IBL News | New York
Joi Ito, the director of Media Lab and professor at MIT, resigned Saturday over his ties to convicted pedophile and accused sex trafficker Jeffrey Epstein.
“After giving the matter a great deal of thought over the past several days and weeks, I think that it is best that I resign as director of the media lab and as a professor and employee of the Institute, effective immediately,” Ito wrote in an internal e-mail.
In a message to the M.I.T. community, Rafael Reif, the president of M.I.T., wrote, “Because the accusations in the story are extremely serious, they demand an immediate, thorough and independent investigation.” Rafael Reif announced that M.I.T.’s general counsel would engage an outside law firm to oversee that investigation.
“The acceptance of the Epstein gifts involved a mistake of judgment,” stated Reif.
According to a New Yorker investigation, the prestigious MIT Media Lab received at least $7.5 million from Jeffrey Epstein and Ito would allegedly ask that the donations were counted as anonymous. “New documents show that the M.I.T. Media Lab was aware of Epstein’s status as a convicted sex offender and that Epstein directed contributions to the lab far exceeding the amounts M.I.T. has publicly admitted,” explained The New Yorker.
Emails reveal donations cover-up
Joi Ito [in the picture below] resigned just hours after The New Yorker published emails showing how he had attempted to conceal donations from Epstein.
The embattled director of the Massachusetts Institute of Technology’s Media Lab had previously apologized for accepting money from Epstein for the lab and for his own personal ventures.
The newly disclosed emails show he didn’t just make the wrong call in accepting the money, as he explained to lab members as recently as Wednesday: he also ordered that Epstein’s donations be listed as “anonymous” going back years, as Epstein had been disqualified as a donor following his 2008 conviction for soliciting sex from a minor. Epstein was facing additional charges before his death on a prison cell this summer.

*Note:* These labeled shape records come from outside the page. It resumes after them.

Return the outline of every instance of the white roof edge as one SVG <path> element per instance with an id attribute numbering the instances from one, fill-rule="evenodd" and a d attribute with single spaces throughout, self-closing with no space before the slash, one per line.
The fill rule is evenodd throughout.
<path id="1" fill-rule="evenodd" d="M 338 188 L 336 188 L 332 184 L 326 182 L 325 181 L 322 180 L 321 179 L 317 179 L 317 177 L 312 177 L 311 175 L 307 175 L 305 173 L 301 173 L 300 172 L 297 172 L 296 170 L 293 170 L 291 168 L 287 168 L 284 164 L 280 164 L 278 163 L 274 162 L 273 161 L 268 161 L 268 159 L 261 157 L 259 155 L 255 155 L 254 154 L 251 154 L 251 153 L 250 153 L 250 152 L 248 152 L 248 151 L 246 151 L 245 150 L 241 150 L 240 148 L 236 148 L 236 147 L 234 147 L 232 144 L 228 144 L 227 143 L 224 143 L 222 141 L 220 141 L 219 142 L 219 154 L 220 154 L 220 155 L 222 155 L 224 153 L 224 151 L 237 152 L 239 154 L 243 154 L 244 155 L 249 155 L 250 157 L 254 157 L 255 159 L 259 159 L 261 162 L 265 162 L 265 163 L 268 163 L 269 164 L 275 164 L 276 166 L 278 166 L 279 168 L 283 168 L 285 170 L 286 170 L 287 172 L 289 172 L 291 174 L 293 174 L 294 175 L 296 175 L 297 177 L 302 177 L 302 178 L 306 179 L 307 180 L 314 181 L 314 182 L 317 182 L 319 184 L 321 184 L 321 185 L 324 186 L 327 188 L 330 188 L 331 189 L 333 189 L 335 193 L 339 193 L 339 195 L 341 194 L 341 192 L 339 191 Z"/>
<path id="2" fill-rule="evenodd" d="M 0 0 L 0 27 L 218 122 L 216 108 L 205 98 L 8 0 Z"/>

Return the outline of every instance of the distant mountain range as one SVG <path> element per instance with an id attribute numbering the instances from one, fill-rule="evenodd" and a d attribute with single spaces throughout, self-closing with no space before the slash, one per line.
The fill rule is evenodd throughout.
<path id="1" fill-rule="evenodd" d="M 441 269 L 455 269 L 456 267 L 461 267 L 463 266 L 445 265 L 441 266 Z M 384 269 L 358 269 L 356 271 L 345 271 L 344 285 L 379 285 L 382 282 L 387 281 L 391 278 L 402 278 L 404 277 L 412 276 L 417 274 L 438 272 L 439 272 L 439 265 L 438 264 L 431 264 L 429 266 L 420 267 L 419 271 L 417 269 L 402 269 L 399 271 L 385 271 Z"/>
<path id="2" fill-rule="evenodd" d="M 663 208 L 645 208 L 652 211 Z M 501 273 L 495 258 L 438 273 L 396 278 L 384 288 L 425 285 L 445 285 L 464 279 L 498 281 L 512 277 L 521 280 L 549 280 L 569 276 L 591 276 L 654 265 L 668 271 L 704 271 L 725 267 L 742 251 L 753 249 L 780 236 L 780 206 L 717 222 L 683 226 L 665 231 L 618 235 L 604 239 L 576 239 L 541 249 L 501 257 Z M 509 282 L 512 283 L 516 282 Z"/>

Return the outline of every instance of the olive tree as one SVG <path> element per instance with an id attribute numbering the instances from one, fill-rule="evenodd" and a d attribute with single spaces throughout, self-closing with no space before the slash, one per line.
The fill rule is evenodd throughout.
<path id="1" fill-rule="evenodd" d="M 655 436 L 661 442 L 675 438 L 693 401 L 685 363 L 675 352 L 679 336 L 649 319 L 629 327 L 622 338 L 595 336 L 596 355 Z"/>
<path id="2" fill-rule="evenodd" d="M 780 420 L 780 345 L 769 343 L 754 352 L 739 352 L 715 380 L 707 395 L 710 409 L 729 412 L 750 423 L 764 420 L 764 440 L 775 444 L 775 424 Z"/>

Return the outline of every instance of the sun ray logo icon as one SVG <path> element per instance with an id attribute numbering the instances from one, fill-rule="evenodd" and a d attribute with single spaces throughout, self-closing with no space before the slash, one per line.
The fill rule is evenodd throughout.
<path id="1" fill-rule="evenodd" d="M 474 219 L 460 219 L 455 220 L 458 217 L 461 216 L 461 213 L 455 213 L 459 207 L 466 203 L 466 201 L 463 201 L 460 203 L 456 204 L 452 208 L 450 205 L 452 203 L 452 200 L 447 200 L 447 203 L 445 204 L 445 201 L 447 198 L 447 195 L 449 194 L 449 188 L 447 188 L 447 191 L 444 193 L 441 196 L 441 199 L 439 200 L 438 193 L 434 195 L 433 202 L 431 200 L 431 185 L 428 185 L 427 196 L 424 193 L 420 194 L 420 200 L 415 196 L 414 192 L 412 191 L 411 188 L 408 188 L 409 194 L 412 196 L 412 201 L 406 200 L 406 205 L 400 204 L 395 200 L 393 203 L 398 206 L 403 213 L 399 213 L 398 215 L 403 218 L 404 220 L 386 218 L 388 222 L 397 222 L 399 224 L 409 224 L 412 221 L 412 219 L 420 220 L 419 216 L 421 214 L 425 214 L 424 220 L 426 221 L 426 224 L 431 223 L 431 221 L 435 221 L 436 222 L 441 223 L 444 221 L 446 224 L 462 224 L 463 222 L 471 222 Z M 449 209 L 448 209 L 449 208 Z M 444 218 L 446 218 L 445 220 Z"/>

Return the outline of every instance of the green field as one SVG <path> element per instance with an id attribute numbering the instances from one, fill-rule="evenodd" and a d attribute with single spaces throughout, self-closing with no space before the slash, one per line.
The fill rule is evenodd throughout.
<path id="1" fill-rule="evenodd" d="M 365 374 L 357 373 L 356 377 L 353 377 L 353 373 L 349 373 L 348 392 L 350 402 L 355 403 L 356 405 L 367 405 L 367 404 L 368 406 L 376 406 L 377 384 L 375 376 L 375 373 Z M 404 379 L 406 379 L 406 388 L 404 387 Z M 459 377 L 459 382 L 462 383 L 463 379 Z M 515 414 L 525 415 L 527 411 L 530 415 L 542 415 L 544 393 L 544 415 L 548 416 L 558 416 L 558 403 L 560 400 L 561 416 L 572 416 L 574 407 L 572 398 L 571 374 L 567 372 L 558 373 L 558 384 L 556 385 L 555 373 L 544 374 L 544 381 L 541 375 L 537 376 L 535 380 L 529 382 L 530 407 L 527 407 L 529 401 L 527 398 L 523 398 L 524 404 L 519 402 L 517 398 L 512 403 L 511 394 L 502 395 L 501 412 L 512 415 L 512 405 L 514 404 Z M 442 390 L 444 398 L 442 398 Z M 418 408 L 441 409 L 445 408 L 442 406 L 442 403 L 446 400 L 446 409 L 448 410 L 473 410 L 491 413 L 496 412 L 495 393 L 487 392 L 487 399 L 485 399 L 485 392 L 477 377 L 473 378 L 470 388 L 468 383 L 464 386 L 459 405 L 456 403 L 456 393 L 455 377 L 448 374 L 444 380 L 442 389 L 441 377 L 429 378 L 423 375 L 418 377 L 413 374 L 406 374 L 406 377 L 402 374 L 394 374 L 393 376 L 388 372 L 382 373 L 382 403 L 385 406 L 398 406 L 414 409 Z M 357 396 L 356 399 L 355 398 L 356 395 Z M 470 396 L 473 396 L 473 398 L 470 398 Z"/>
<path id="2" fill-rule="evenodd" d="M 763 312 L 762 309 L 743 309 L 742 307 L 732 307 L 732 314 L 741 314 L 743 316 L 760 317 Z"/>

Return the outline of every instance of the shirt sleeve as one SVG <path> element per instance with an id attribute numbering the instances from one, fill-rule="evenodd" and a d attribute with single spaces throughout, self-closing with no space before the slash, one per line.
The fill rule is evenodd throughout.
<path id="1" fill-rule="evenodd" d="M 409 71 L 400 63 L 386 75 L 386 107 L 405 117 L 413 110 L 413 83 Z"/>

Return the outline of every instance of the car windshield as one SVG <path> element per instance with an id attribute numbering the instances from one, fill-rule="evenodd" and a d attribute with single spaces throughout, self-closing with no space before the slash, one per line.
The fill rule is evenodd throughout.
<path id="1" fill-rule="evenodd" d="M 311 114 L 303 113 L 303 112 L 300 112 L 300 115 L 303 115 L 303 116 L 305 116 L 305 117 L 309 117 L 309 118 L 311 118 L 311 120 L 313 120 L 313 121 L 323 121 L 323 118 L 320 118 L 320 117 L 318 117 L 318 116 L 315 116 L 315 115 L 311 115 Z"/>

“Top MIT officials knew of Epstein’s ties to Media Lab, e-mails show,” titled yesterday The Boston Globe.
Professor at Harvard, too
The New York Times reported that Ito also left the boards of the MacArthur Foundation, the John S. and James L. Knight Foundation and The New York Times Company, as well as a visiting professorship at Harvard University.
One of Ito’s emails reportedly says that Epstein directed a $2 million gift to the lab from the Bill Gates, but the Gates Foundation has denied any business connection to Epstein.
Brown University announced that it has placed its director of development for computer science and former MIT Media Lab director of development and strategy, Peter Cohen on administrative leave, The Providence Journal reported.
Peter Cohen forwarded a request from Epstein to another colleague at MIT with the note: “Jeffrey money needs to be anonymous. Thanks.”
“Like its parent university, the famed research center became far too comfortable selling its prestige. Even to Jeffrey Epstein,” writes Justin Peters in an article on Slate titled “The Moral Rot the MIT Media Lab”.
“Jeffrey Epstein used MIT to launder his image. It’s a lesson for the #MeToo era,” writes Vox. “Revelations about the sex offender’s connections to the MIT Media Lab are a reminder of the power of enablers.”